MPQ-Diff: Mixed Precision Quantization for Diffusion Models
Rocco Manz Maruzzelli, Basile Lewandowski, Lydia Y. Chen
TL;DR
MPQ-Diff introduces a diffusion-specific mixed-precision quantization framework that allocates per-layer bit-widths using a timestep-aware network orthogonality metric (ORM). It computes ORM across timesteps, aggregates with exponential weighting to identify layer importance, and solves a linear program to maximize aggregated orthogonality under a memory budget, enabling effective quantization without retraining. The method is compatible with fixed-precision baselines and demonstrates substantial gains in FID on LSUN and ImageNet datasets, including dramatic improvements with only modest increases in model size. The approach significantly reduces the sampling cost and memory footprint of diffusion processes, making high-quality generation more practical for real-world deployments.
Abstract
Diffusion models (DMs) generate remarkable high quality images via the stochastic denoising process, which unfortunately incurs high sampling time.
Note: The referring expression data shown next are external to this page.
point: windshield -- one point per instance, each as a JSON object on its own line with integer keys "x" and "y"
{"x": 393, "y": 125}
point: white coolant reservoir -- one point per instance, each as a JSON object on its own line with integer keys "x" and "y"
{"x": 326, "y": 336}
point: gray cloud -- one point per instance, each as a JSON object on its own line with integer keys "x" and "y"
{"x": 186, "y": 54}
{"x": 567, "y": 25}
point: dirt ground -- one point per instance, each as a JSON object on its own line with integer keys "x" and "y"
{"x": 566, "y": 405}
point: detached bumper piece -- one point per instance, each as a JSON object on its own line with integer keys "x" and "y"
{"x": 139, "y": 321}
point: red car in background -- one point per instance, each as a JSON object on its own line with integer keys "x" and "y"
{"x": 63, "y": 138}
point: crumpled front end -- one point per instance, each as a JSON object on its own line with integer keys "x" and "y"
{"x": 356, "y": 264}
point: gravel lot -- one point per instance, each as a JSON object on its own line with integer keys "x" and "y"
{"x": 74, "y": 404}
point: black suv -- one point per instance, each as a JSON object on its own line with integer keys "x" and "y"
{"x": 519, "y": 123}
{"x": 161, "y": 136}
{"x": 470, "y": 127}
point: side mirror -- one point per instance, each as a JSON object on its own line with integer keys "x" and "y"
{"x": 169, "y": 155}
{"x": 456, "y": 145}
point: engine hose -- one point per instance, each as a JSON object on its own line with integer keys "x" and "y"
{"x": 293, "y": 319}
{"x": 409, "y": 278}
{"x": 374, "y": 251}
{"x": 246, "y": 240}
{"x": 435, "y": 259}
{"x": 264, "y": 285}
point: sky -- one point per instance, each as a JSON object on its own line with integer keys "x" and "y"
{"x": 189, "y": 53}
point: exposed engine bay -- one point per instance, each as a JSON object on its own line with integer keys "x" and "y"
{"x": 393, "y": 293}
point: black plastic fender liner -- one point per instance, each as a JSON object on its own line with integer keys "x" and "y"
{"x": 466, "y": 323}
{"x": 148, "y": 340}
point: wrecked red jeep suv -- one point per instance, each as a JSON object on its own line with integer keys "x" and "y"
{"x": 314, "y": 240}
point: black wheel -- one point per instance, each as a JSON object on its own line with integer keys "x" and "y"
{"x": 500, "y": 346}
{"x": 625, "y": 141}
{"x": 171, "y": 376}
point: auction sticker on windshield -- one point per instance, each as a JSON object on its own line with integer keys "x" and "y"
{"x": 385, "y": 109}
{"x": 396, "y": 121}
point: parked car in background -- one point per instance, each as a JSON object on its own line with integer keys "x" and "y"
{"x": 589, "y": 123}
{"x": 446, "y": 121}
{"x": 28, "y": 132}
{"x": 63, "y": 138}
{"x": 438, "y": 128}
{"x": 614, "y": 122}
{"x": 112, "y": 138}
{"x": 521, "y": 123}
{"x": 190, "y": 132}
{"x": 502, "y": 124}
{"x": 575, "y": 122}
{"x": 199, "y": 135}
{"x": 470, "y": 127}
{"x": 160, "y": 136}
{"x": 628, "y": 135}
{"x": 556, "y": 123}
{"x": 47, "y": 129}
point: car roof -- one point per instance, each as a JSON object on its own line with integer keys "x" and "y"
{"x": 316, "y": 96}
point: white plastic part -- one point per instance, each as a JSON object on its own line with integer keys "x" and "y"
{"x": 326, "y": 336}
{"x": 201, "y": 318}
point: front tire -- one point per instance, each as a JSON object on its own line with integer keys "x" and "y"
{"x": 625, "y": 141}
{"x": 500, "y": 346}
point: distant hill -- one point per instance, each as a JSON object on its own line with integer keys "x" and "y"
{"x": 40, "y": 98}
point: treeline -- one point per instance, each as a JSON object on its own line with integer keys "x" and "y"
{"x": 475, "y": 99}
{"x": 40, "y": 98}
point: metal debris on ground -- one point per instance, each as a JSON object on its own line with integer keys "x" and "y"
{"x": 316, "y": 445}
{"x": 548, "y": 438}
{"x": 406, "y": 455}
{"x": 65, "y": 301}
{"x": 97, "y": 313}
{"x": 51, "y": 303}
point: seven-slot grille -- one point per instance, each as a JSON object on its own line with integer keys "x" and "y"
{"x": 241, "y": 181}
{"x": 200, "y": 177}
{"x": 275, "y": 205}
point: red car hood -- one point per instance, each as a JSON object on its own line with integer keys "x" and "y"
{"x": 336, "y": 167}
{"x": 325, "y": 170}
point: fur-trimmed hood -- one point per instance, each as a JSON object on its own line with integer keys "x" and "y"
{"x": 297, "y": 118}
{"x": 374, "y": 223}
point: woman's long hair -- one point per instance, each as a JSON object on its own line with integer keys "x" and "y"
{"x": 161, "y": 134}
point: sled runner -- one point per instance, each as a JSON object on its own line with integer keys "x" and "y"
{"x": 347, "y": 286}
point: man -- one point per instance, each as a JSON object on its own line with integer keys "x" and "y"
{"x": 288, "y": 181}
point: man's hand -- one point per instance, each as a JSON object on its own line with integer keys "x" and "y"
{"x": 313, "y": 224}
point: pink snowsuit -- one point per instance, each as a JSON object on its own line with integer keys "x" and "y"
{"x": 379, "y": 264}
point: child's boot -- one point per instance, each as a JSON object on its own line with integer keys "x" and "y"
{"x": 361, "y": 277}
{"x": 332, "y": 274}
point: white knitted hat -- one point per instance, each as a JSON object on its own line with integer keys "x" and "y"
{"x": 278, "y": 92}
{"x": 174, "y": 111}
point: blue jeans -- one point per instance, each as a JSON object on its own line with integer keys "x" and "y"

Post-quantizing the trained diffusion models in fixed bit-widths, e.g., 4 bits on weights and 8 bits on activation, is shown effective in accelerating sampling time while maintaining the image quality. Motivated by the observation that the cross-layer dependency of DMs vary across layers and sampling steps, we propose a mixed precision quantization scheme, MPQ-Diff, which allocates different bit-width to the weights and activation of the layers. We advocate to use the cross-layer correlation of a given layer, termed network orthogonality metric, as a proxy to measure the relative importance of a layer per sampling step. We further adopt a uniform sampling scheme to avoid the excessive profiling overhead of estimating orthogonality across all time steps. We evaluate the proposed mixed-precision on LSUN and ImageNet, showing a significant improvement in FID from 65.73 to 15.39, and 52.66 to 14.93, compared to their fixed precision quantization, respectively.